Daha önce bu konuda bir yazı kaleme almamıştım, senelerdir satır aralarında bahsederim ama tam anlamı ile bu konuya değinmediğimi fark ettim. Sistematik bir yazı gibi değil de, boşanmış bir anne babanın çocuğu olmak benim için ne demek biraz bundan bahsetmek istedim, bir nevi iç dökmek gibi.
Annem ve babam sorunlu ve problemli bir şekilde evlenip ben doğduğum gibi boşanmışlar. Görücü usulü bir evlilik, aile zoru ile evlenen bir kadın ve arada on beş yaş fark. Boşanma davası açıldıktan sonra mahkeme velayetimi anneme vermiş, ben de annemin yanında büyüdüm. Şu an 30 yaşındayım ve babamı hayatım boyunca yalnızca birkaç kez gördüm, çoğu tesadüf eseri idi. Maddi, manevi ve hukuki olarak hiçbir babalık yükümlülüğünü yerine getirmedi. Sokakta görsem dahi tanıyamam büyük ihtimal. Aramızdaki tek bağ; kanım ve onun soyadını taşıyor olmam. Bunlar dışında aramızda hiçbir şekilde bir bağ yok.

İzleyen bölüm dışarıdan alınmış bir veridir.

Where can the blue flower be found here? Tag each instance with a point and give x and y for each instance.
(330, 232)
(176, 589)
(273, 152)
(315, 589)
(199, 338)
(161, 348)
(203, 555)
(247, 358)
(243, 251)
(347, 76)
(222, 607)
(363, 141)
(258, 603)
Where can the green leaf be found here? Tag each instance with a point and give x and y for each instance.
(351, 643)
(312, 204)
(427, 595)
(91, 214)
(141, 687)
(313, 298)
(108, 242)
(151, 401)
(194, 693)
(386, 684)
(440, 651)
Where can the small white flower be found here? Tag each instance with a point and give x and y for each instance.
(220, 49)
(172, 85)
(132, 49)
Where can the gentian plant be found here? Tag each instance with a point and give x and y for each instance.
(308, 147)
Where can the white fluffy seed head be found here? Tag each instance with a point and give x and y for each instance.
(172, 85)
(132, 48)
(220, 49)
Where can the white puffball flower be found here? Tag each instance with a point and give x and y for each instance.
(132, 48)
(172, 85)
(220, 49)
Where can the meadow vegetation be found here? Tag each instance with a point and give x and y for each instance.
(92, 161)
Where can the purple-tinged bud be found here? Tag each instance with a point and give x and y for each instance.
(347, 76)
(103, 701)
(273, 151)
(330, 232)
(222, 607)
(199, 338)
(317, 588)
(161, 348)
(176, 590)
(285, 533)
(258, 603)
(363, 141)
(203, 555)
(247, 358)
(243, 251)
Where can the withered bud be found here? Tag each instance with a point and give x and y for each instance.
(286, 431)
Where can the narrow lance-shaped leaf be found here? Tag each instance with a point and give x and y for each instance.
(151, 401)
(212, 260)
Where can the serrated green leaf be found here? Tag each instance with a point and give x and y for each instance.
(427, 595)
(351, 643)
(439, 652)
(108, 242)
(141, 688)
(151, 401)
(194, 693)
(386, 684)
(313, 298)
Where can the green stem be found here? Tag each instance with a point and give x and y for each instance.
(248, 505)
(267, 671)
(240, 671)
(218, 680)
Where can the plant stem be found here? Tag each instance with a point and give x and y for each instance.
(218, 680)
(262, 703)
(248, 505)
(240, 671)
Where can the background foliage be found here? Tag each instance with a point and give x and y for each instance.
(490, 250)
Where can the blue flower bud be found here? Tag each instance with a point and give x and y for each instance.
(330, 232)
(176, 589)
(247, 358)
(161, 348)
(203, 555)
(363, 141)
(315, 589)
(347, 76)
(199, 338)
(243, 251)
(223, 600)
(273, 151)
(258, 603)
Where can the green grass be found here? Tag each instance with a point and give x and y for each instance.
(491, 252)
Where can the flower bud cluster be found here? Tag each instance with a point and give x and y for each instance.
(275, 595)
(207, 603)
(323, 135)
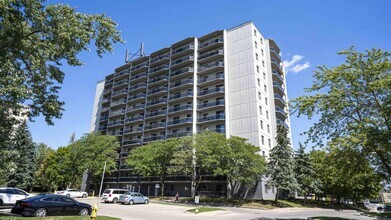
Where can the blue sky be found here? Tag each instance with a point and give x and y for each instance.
(313, 30)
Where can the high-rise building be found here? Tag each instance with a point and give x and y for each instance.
(229, 81)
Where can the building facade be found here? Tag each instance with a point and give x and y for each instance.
(229, 81)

Babamı hiç tanımadığım için çocukken onun yokluğunu ciddi bir şekilde hissettiğimi hatırlamıyorum. Mutlu bir çocuktum, zorlansa da ayakları üzerinde duran güçlü bir annem vardı. Fakat annemdeki hüznü, acıyı ve mutsuzluğu görebiliyordum. Büyüme evremde uzun yıllar depresyon, kaygı bozukluğu ve panik atak gibi nedenlerle ilaçlı tedaviler gördü. Bu ilaçların yan etkileri nedeni ile uzun süreler boyunca uyuduğunu, ayakta olduğu vakitler de uykulu olduğunu hatırlıyorum. Bir dönem onun ruh hali nedeni ile günler boyunca aynı evin içinde hiç konuşmadığımızı dahi hatırlıyorum. Yaşadığı acılar sonucu hiçbir zaman toparlanamamış bir kadındı annem. Ortaokul yıllarım bitene kadar anne ve babamın neden boşanmış olduğunu ciddi bir şekilde sorgulamadım. Fakat liseye geçtiğimde geçmişteki hikayeleri duymaya başladım, anneme sordum, etrafımdaki insanlara sordum. Evde bulunan o sayfalar dolusu mahkeme kağıtlarını okudum. Ve pek çok nedenle içime kapanmaya başladım. Oysa liseye başlayana kadar dünyanın en mutlu çocuklarından biriydim. Bir anda içimde bir şeyler devinmeye ve ters dönmeye başladı.
Üniversite yerleştirmeleri için nüfus kayıt örneği almamız gerektiğinde babamın başka bir evlilik daha yaptığını, bu evlilikten bir oğlu daha olduğunu öğrendim. Ben de onun evladıydım ama bana bakmayı tercih etmemişti. Etraftan duyduklarım beni daha da sarstı. Yeni oğlu ile gayet yakından ilgilendiğini, onunla mutlu olduğunu öğrendim. Evliliğini yürütememiş, yeniden boşanmış fakat bu sefer oğlunu yalnız bırakmamış.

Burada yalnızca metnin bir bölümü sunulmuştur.